Firing the Problems to Protect Your Company

Firing the Problems to Protect Your Company
Colle Davis, a Senior Level Executive Coach for 35 years


One of the more difficult challenges for a manager or leader is firing an under-performing or disruptive member of their team.

The quick-and-easy method does not work in most corporations and they pay the price many times over. The process of terminating an employee in many companies stretches from a six to twelve month period. The deep damage done to the remaining team members takes the same period of time to repair.

Employees who are unable or unwilling to be a team member and supportive of the company’s mission and their leaders have already announced through their behavior they do not want to be there. The company and the employee would both be better served if they were gone.

The downside to running the requested process of termination is the employee will continue to poison the atmosphere and create problems. Disgruntled employees are motivated to steal corporate secrets and client information. And yet to protect their feelings and preventing the company from being sued are never weighed against the horrible damage they inflict until they leave.

Will you be sued for firing an employee? Here are some suggestions that are legally appropriate, but please do your homework and find out the rules to reduce litigation and follow the protocol for your industry, state employment laws, and company guidelines.

Document everything before your meeting with the employee. List grievances, complaints and unacceptable behavior without noting judgments. Include observed or reported infractions of the company policy or guidelines in the same manner.

  • It is wise to give advance warning to a problem employee that outlines necessary behavior changes, but if you, the employer, believe that change is not possible, then a termination is in order. Advance warnings are not always possible in financial services industries such as banking, insurance, or brokerage firms due to highly classified information.
  • The State of Cyber Security 2017 report is clear about the challenges and difficulties for finding qualified applicants and filling positions in industries with sensitive data. It may be a challenge to hire these employee, but it’s equally difficult to fire them.
  • If a termination is in order, have a detailed checklist for dealing with the employee after the meeting ends.

a. It’s a courtesy to fire an employee on a Tuesday, Wednesday or Thursday to allow them to apply for other jobs as soon as possible.
b. You may call security officers to be standing by to escort the employee from the building if that is warranted. It is common practice today to escort a terminated employee out of the building after a termination meeting to avoid corporate data theft or causing a scene in their department and disrupting workflow. Whatever your decision, you will be required to tell the employee your plan at the end of your meeting.
c. At that point, ask a supervisor to pack their personal items in a box to be taken to the employee before their get in their car to leave the parking lot, or it can be mailed to the employee.
d. To remain in compliance with the Sarbanes-Oxley requirements, have your IT department revoke their pass codes during your meeting, so the employee will no longer have access to your company’s online information.
e. Remove the employee’s cell phone, identification or keys to gain access back into the company.
f. If appropriate, have the IT department standing by to confiscate the employee’s computer or laptop at their desk or in their possession.
g.

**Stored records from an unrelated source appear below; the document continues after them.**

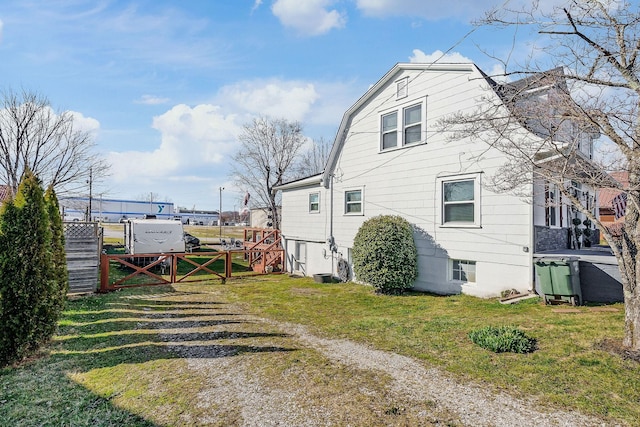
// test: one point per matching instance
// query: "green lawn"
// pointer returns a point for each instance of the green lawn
(107, 367)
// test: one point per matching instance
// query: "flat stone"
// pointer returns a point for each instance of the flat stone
(565, 310)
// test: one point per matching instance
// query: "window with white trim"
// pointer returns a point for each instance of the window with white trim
(300, 256)
(462, 270)
(314, 202)
(390, 130)
(459, 202)
(403, 126)
(402, 88)
(412, 131)
(353, 202)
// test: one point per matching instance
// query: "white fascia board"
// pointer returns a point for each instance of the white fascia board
(310, 181)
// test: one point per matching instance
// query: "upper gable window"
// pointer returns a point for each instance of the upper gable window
(402, 126)
(353, 202)
(389, 130)
(460, 197)
(402, 88)
(412, 124)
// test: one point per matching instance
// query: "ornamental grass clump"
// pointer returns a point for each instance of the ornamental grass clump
(502, 339)
(385, 255)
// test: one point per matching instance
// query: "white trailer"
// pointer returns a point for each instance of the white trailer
(153, 236)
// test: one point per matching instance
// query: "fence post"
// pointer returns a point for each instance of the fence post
(174, 267)
(104, 273)
(228, 265)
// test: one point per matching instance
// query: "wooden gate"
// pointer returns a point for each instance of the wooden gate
(82, 246)
(125, 270)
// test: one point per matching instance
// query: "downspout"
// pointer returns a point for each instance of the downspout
(331, 240)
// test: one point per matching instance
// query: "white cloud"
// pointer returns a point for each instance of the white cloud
(256, 5)
(291, 100)
(85, 124)
(309, 17)
(151, 100)
(191, 138)
(438, 56)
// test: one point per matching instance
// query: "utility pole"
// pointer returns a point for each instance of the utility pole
(220, 212)
(90, 193)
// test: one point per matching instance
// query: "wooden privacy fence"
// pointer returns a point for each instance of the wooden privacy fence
(82, 247)
(119, 271)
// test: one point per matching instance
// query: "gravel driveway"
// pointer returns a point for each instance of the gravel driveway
(237, 390)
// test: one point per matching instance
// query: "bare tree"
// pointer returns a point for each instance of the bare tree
(33, 136)
(265, 159)
(543, 121)
(313, 161)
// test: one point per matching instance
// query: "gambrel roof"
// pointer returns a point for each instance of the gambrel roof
(373, 91)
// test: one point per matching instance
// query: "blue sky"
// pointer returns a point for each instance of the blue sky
(165, 86)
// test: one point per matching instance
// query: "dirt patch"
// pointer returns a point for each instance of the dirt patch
(615, 347)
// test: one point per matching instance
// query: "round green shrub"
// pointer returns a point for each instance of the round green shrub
(385, 255)
(502, 339)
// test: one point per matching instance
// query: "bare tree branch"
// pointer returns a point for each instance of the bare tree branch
(33, 136)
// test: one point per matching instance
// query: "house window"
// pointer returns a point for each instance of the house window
(314, 202)
(402, 127)
(300, 256)
(402, 88)
(412, 124)
(463, 270)
(459, 202)
(353, 202)
(389, 130)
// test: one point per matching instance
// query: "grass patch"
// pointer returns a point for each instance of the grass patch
(114, 360)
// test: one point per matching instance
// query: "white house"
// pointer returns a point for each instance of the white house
(388, 159)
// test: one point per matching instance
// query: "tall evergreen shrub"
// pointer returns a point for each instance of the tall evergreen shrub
(385, 255)
(25, 272)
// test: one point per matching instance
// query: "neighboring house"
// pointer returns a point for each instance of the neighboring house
(606, 197)
(388, 159)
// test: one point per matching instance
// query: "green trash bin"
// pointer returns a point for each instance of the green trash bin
(558, 279)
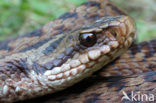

If appropriate, have sensitive files renamed, or passwords changed on any documents that are not on the computers websites.
h. Consider having a final paycheck (payment and/or severance) available to give the employee at the end of your meeting if that is appropriate.

  • Hold this termination meeting face-to-face in a private room, and include their direct up-line manager or supervisor as a witness and further support during your discussions.
  • Direct language is vital during your meeting so there will be no misunderstandings. It may seem harsh, but in most cases, there is legal precedence that encourages the use of terms such as termination discussions or termination procedures to set the tone for the meeting.
  • Answer questions but do not defend your position or engage in arguments or rebuttal from the employee. It is acceptable to be caring, “I’m sorry it has come to this, but our decision for termination has been made.”
  • Make this a brief meeting. Do not prolong discussions.
  • Stand at the end of your meeting to indicate the meeting has ended, and say goodbye and good luck.
  • Send an email to your superior and HR detailing the events of the termination meeting and who was present.
  • Start recruiting for their replacement immediately.

When the paper trail is examined by lawyers, HR and any other interested party it will be difficult for the offender to build their case.